LONDON (Alliance News) - GlaxoSmithKline PLC on Wednesday reported a rise in profit for the first quarter of the year, led by a continuing rise in vaccine sales.
The pharmaceutical firm posted pretax profit of GBP1.30 billion for the three months to March 31, 17% ahead of its GBP1.11 billion profit in 2018.
Revenue was GBP7.66 billion, rising 6.1% from GBP7.22 billion the year before. Within this, Vaccines revenue was up 23% at GBP1.52 billion from GBP1.24 billion.
Pharmaceuticals revenue was up 3.7% at GBP4.16 billion versus GBP4.01 billion and Consumer Healthcare revenue was flat at GBP1.98 billion.
The rise in Vaccines revenue was led by Glaxo's Shingrix vaccine, as well as an increased demand for the company's meningitis and Hepatitis vaccines.

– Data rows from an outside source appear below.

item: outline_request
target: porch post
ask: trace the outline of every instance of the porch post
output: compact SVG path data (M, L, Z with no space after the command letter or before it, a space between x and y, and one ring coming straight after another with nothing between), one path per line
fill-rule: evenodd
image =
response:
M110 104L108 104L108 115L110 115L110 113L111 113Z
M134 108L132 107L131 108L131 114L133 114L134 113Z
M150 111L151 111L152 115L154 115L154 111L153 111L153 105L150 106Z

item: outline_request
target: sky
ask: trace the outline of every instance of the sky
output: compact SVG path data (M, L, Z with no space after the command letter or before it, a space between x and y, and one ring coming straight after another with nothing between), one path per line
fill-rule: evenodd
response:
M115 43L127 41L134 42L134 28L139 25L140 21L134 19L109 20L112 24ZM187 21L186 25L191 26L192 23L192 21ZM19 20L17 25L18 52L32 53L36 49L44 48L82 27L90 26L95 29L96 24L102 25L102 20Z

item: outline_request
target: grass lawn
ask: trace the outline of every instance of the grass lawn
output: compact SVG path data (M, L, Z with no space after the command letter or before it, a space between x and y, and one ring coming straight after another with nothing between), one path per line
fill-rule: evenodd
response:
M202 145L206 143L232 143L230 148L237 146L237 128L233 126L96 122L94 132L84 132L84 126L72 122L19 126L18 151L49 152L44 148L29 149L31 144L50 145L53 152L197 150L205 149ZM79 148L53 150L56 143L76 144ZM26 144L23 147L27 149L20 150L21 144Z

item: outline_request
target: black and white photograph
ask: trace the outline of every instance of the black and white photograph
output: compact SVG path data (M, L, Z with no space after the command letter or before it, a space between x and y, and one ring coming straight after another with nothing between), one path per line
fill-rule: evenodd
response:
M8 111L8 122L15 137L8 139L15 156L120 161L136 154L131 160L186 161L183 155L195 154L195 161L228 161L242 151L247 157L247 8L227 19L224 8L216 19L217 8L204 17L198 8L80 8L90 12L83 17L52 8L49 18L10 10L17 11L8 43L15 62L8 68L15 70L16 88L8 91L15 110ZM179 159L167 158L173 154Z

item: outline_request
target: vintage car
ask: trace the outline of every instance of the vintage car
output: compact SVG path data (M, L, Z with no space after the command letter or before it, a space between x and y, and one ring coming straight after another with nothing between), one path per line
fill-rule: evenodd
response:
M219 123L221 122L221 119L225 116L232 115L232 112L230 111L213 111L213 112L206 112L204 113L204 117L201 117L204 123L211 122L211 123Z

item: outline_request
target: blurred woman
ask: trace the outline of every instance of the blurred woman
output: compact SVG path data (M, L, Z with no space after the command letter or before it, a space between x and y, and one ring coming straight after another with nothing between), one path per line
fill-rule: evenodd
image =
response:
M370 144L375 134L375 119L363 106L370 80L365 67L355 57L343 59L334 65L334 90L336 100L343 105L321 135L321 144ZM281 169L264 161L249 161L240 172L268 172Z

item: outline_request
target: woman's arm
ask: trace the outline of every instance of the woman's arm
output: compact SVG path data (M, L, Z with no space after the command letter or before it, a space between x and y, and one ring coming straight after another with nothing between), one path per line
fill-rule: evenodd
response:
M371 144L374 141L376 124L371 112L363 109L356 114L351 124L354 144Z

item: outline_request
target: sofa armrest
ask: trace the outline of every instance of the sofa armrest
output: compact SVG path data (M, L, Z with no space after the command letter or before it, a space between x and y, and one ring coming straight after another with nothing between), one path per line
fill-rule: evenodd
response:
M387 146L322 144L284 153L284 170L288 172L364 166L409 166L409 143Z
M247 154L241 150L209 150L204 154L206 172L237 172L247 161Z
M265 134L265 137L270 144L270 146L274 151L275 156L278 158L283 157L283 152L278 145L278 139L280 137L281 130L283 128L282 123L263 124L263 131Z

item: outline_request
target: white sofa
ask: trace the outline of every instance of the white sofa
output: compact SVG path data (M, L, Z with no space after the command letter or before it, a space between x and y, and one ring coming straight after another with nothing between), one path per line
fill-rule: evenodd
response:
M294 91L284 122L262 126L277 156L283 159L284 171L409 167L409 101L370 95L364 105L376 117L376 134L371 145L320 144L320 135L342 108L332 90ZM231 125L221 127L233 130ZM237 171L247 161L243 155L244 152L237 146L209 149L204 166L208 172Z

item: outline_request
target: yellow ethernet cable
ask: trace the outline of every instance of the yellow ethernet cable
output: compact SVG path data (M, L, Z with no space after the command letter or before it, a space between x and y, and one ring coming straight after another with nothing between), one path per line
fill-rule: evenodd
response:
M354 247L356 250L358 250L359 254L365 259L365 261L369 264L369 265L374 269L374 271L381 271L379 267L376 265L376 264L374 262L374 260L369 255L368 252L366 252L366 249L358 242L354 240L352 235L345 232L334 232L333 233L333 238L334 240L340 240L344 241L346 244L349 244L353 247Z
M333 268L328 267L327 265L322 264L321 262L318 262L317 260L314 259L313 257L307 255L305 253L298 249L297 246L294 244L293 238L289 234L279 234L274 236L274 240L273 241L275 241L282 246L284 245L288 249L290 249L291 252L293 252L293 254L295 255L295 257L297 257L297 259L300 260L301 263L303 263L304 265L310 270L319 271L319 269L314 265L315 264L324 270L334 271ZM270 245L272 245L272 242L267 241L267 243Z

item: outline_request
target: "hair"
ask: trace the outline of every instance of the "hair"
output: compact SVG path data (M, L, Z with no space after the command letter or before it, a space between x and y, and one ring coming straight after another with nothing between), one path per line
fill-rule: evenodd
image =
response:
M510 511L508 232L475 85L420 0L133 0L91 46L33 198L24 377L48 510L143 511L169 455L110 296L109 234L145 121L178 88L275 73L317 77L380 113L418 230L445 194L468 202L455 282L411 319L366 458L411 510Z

Shringrix has been a key vaccine for Glaxo, having also contributed strongly to a 14% increase in Vaccines revenue in 2018.
The company declared a unchanged quarterly dividend of 19 pence per share for the period. Glaxo, as in 2018, expects to pay a total dividend of 80 pence for the full 2019 year.
For 2019, the company expects adjusted earnings per share to decline by between 5% and 9% at constant currency. The decline will result from the launch of a generic competitor for Glaxo's Advair asthma and COPD drug in the US, as well as its acquisition of cancer drug maker Tesaro Inc for USD5.1 billion in December 2018.
Adjusted earnings per share for the first quarter stood at 30.1 pence, up 22%.
The guidance assumes that Glaxo's Consumer Healthcare nutrition disposal to Unilever PLC closes by the end of of the year and its planned Consumer Healthcare joint venture with Pfizer Inc closes in the second half.
Glaxo Chief Executive Emma Walmsley said: "We have made a strong start to 2019, which is an important year of execution for GSK, with growth in sales, operating margins and earnings per share in Q1, in line with our expectations. Strengthening our pipeline remains our number one priority and we reported positive data for several potential new medicines in HIV and Oncology during the quarter. I am also pleased to report that integration planning for our new proposed consumer healthcare business is going well and, subject to relevant approvals, we continue to expect to complete this transaction in the second half of the year. We look forward to building on the progress made this quarter."
Shares in Glaxo were up 0.1% at 1,575.60p on Wednesday.